Pandora, known for its charm bracelets, reported operating profit in line with expectations for the key holiday shopping quarter, but said Black Friday discounts had driven a bigger share of sales, weighing slightly on profitability.
The world’s biggest jewellery company by volume said it sees 7-8% organic growth in 2025. Organic growth for 2024 was 13%, better than the company’s guidance of 11-12%.
Pandora reported fourth quarter comparable sales growth of 9% in the U.S., helping drive 6% growth overall. Germany’s comparable sales grew by 28%, slower than the 42% growth in the third quarter, while revenues in France and Italy both fell.
“We had a very strong fourth quarter in the U.S. and Canada,” Lacik said in an interview. “It’s a stronger consumer demand and sentiment in the U.S. than we see in Europe, and one would probably think that that’s going to continue into this year.”

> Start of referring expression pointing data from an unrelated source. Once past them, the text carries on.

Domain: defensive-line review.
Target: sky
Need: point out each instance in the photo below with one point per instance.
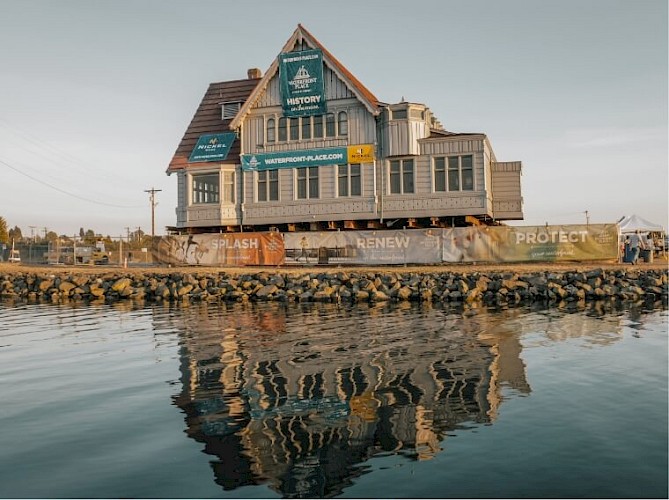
(95, 96)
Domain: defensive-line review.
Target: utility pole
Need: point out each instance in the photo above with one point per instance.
(152, 197)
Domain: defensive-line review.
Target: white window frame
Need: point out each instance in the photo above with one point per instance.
(267, 182)
(402, 186)
(308, 178)
(349, 176)
(202, 195)
(449, 188)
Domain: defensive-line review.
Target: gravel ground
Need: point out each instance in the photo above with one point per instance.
(659, 263)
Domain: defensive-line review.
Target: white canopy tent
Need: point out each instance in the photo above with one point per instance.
(632, 223)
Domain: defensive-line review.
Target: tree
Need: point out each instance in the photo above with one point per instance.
(4, 235)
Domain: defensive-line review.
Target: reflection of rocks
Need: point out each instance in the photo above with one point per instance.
(295, 403)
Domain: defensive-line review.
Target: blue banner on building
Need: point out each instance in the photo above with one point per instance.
(302, 83)
(293, 159)
(212, 147)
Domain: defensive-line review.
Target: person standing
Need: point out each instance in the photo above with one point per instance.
(637, 244)
(304, 244)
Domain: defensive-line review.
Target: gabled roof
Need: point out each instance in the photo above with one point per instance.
(302, 35)
(207, 120)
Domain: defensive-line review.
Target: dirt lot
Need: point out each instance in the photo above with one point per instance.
(659, 263)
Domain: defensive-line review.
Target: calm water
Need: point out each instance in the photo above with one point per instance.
(308, 401)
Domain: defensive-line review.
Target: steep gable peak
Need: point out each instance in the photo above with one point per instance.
(300, 40)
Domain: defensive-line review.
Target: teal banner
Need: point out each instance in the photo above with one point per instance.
(212, 147)
(302, 84)
(292, 159)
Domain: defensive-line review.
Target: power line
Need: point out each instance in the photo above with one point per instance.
(97, 202)
(152, 197)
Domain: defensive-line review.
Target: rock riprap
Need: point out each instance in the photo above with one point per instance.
(342, 286)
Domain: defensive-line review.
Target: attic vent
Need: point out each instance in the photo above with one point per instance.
(230, 109)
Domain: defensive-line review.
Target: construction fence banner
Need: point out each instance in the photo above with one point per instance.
(418, 246)
(489, 244)
(224, 249)
(530, 243)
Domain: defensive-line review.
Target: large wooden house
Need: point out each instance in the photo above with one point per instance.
(307, 146)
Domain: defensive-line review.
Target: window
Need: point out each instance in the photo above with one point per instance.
(330, 125)
(348, 180)
(440, 174)
(342, 123)
(306, 127)
(282, 129)
(268, 185)
(401, 176)
(318, 126)
(205, 188)
(460, 173)
(271, 130)
(228, 190)
(399, 114)
(307, 183)
(294, 129)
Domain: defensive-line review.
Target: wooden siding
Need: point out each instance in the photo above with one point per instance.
(437, 205)
(335, 90)
(182, 202)
(325, 208)
(361, 123)
(507, 198)
(400, 138)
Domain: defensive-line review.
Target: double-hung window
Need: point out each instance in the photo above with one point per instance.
(460, 173)
(401, 176)
(283, 134)
(271, 130)
(228, 188)
(206, 188)
(349, 180)
(453, 173)
(307, 183)
(268, 185)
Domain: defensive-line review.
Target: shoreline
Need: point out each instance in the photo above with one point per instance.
(496, 285)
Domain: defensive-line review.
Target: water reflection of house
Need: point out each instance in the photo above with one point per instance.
(296, 404)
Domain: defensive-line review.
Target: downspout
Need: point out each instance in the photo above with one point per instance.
(241, 182)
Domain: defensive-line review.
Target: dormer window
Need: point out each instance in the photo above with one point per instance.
(398, 114)
(230, 109)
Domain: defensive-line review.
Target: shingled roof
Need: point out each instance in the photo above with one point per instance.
(207, 120)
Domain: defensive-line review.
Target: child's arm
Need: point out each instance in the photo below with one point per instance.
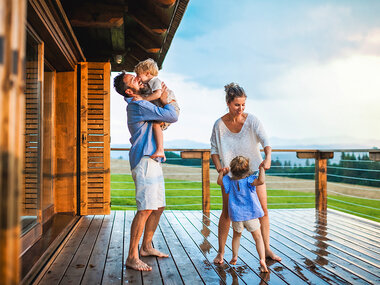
(261, 179)
(154, 96)
(221, 174)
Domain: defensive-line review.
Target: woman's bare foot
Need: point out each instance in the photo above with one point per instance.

Pandora said performance in Italy and France was impacted by economic challenges and an “intense promotional environment” – competitive pressure to lower prices and discount products.
Fourth-quarter operating profit rose to DKK4.15 billion from a year-earlier DKK 3.67 billion, against a mean forecast of DKK 4.10 billion in an analyst poll provided by Pandora. Pandora’s operating profit margin was 34.7%, slightly above analysts’ average forecast.
The company expects an operating profit margin of around 24.5% in 2025, down from 25.2% last year.
Pandora, whose shares recently hit a record high, also launched a new share buy-back programme for up to DKK4 billion.